And somehow he could not think of her, or her home, but his heart went back to the old days and the Union he loved. After all, was it not one land, one race, one history, one hope? So his eyes brightened and he wrote a line beneath the caption:

WE MUST BE ONE.

Then the faces of five million slaves, dark, passionate, yet humble; five million black men and women who loved their masters and constituted a laboring class free from crime, penury and jealousy. “They have served us well,” he said. “New England brought them here, we bought them here, and God sought them here.”

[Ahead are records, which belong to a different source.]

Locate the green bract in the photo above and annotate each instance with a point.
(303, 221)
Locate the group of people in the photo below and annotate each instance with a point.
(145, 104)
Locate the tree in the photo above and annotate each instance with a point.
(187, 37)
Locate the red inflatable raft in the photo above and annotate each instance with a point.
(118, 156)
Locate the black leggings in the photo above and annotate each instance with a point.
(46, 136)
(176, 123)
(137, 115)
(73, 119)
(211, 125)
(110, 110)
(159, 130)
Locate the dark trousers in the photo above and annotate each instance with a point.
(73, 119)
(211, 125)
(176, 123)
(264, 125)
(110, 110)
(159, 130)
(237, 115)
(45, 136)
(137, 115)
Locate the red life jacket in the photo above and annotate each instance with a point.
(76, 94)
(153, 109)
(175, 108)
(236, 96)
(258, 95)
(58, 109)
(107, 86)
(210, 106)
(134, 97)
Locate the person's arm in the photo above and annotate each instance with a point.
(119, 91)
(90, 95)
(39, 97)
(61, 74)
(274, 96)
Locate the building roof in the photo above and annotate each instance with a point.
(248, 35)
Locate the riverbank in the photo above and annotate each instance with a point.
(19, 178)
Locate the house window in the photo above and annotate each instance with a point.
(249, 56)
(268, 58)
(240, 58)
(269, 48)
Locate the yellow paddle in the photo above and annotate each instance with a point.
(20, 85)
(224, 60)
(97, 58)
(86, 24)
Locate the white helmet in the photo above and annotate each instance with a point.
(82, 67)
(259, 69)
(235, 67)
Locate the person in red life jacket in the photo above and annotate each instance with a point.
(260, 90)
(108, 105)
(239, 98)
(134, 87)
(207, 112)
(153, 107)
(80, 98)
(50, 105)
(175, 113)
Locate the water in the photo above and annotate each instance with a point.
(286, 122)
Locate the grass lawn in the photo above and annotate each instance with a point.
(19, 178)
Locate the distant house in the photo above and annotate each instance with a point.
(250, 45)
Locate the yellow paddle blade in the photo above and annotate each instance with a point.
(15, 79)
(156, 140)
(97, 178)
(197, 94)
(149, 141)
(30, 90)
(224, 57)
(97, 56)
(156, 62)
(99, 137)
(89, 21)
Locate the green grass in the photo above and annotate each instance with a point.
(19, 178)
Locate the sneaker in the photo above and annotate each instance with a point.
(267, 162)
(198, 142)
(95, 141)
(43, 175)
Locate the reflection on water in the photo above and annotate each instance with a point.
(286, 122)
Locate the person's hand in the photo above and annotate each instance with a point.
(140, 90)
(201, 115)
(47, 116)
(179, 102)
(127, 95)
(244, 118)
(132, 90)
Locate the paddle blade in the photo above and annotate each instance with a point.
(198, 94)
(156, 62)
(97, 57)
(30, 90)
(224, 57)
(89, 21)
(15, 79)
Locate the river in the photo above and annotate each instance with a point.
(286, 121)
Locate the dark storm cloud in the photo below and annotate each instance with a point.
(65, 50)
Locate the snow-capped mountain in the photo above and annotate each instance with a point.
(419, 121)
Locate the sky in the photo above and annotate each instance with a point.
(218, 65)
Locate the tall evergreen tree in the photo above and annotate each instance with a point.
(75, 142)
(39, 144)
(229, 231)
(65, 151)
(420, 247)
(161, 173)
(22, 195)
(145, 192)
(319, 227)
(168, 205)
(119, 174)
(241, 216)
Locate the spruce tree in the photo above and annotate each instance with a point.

He wrote a second sentence:

WE MUST BE FAIR.

Then the faces of the men at Bunker Hill and Lexington and Yorktown and King’s Mountain; those who wrote the Mecklenburg Declaration of Independence, and those who, two years later, wrote the declaration of the American nation, the faces of the myriads of the men of the great white race, and with them, one whom he knew had loved him once by the golden rice fields of Ashley, and he wrote another line:

WE MUST BE WHITE.

“These three things,” said he, “constitute what I want to say to my people.”

His heart was full, and his pen moved swiftly over the paper. He told the people of how they had once loved the Union, how there was not one who would read his words but whose father would have died for the Stars and Stripes. Then he spoke in tender words of their long struggle for independence, and how it could be won only in the Union. He led them gently to the Stars and Bars, and let them kiss it as they laid it away forever, and bade them try in the future as they had in the past to play a masterful part in the greater nation. Then he broached the Great Cause, and closed, saying:

“They are here and we are here and God is here. Only one thing is clear, and that is that we must love mercy and do justice and walk humbly before our God. The darker the clouds grow, the more we are persuaded that the two races must separate, that the negro may grow to complete manhood, that the white may be saved from mulattodom. This is the great war. In the unity of the white race is our hope.”